Member Reviews

I cannot wait to share this book with my friends and family. Laura Hall does a fantastic job tying the horror genre to colonization!

The book sets before it an impossible task and almost manages it. The author is not here to describe settler colonialism in horror; they are here to argue that settler colonialism is horror. Not in the obvious sense, but in the sense that horror - horror film - as a genre in North America is itself a manifestation of the popular feelings on the Indigenous.
Does it work? Better than I thought it would. The book considers different horror films and series, and how they work to enforce or struggle through the 'civ/sav' binary, with a particular emphasis on the 'Final Girl' trope and its relation to power and violence in the fears of the majority.
The interpretations are often contradictory. Horror writ large is a genre about the monster and the mixture of fear and desire that exists towards it, including using genre as a means to get subversive or heterodox material into cultural production. Here, the same work can be looked at as demanding the awfulness of North American history as it can be to dismissing it.
The book particularly shines in providing a good critical overview of its subjects, building its own analysis on top of it. However, this leads to the book's major weakness. Not all movies are as good a fit, and at points the book turns Procrustean in treating the Indigenous as the only true Other, of which all other others are a subset. Thus, some of the chapters in the middle in particular get tenuous.
I love a polemic, but to break out this tone patrol badge, late in the book the language walks past aggrieved and into derisive (particularly including goes at sarcasm, which is never a good sell in writing). It is unfortunate because author clearly wants to save the best for last, and the works that they have the most strong feelings about, good and bad.

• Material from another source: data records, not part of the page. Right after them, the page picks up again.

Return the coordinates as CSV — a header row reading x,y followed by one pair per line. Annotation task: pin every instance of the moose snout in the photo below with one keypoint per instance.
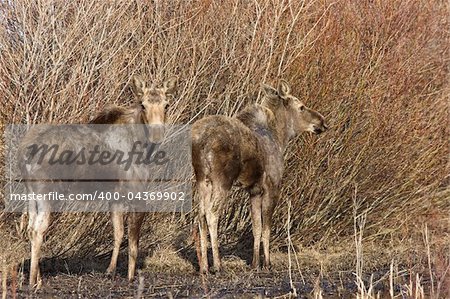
x,y
320,129
156,133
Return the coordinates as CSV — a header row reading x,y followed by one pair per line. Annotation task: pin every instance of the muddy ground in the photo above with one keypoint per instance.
x,y
86,279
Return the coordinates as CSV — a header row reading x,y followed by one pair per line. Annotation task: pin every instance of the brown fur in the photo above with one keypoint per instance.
x,y
150,108
247,150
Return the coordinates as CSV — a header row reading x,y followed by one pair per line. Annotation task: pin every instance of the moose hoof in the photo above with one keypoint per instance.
x,y
215,270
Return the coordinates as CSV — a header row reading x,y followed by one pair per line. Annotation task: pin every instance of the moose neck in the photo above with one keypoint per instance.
x,y
269,122
279,124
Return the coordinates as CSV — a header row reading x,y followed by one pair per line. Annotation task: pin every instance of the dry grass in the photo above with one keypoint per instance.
x,y
378,70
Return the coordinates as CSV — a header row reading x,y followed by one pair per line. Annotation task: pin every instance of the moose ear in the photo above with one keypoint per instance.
x,y
270,92
170,85
284,89
137,85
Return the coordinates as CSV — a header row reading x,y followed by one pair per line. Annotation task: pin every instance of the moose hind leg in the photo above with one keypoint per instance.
x,y
118,226
204,193
39,223
255,206
268,206
212,217
134,226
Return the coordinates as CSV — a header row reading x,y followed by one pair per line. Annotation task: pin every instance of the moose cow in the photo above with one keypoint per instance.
x,y
150,108
248,150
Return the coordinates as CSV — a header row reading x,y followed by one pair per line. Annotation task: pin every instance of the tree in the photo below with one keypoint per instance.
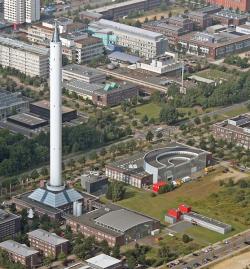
x,y
149,136
169,114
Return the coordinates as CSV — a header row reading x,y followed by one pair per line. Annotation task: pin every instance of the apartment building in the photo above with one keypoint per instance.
x,y
9,224
28,257
88,49
242,5
139,41
14,11
28,59
120,10
49,244
201,20
21,11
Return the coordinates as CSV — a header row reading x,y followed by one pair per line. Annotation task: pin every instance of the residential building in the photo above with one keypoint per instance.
x,y
11,103
9,224
229,18
28,59
28,257
140,41
84,73
167,63
88,49
14,11
170,31
103,261
214,45
235,130
123,9
201,20
21,11
114,224
114,93
49,244
32,11
242,5
182,21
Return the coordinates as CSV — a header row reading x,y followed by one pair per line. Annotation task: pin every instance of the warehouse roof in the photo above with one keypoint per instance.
x,y
48,237
121,56
121,220
15,247
125,28
103,261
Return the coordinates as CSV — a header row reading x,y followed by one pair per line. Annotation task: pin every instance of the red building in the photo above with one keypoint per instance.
x,y
184,208
242,5
158,185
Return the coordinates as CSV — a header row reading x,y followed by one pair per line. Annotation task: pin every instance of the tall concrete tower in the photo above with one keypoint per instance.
x,y
55,194
55,183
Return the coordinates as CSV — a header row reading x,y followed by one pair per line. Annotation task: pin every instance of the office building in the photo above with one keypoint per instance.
x,y
12,103
28,59
113,223
140,41
9,224
84,73
214,46
32,11
88,49
21,11
49,244
17,252
123,9
42,109
235,130
154,166
103,261
242,5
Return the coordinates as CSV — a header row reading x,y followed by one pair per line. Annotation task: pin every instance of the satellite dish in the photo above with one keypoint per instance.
x,y
30,213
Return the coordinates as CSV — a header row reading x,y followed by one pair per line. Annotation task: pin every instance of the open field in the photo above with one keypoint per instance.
x,y
240,261
205,195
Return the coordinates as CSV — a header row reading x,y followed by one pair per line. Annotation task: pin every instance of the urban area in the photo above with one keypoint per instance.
x,y
124,134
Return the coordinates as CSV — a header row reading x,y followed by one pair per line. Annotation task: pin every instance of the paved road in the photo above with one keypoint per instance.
x,y
212,253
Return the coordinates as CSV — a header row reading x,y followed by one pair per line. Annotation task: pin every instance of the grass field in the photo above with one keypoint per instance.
x,y
151,110
215,74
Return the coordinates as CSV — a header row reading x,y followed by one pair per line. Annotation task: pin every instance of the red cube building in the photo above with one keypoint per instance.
x,y
158,185
184,208
175,213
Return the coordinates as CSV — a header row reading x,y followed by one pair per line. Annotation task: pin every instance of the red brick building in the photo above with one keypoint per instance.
x,y
242,5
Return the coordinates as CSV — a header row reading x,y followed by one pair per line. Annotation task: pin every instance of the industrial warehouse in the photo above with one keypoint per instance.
x,y
113,223
163,164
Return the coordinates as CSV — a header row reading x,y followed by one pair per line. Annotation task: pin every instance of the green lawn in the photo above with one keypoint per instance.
x,y
151,110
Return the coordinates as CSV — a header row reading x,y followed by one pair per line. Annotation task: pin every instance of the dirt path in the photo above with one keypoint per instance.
x,y
237,262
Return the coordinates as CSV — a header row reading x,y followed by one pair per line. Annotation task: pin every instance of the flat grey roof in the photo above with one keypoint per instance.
x,y
82,87
121,220
48,237
126,28
83,70
103,261
20,249
117,55
14,43
117,5
27,118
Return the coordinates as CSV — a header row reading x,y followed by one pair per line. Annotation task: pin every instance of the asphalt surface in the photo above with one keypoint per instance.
x,y
200,258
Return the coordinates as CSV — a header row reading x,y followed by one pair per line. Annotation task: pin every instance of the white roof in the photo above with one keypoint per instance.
x,y
48,237
103,261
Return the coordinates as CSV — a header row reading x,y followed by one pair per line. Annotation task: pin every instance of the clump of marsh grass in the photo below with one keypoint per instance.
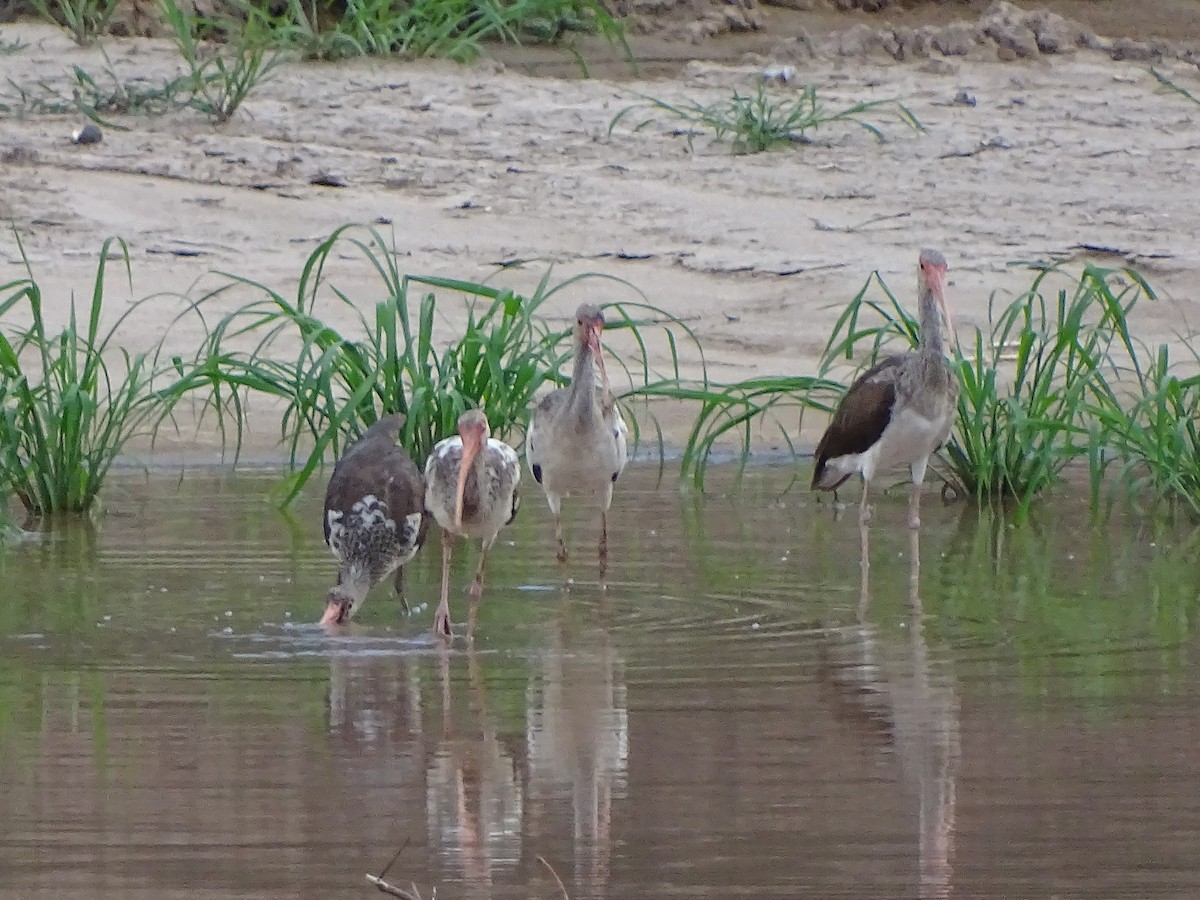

It is fun personality that adds to the weight of the work through most of the book, but there it starts to backfire in it making the argument read weaker in being more defensive.
Still, the utility here is intense, both in its overview of different genre interpretations and in its critical framework.
My thanks to the author, Laura Hall, for writing the book, and to the publisher, University of Regina Press, for making the ARC available to me.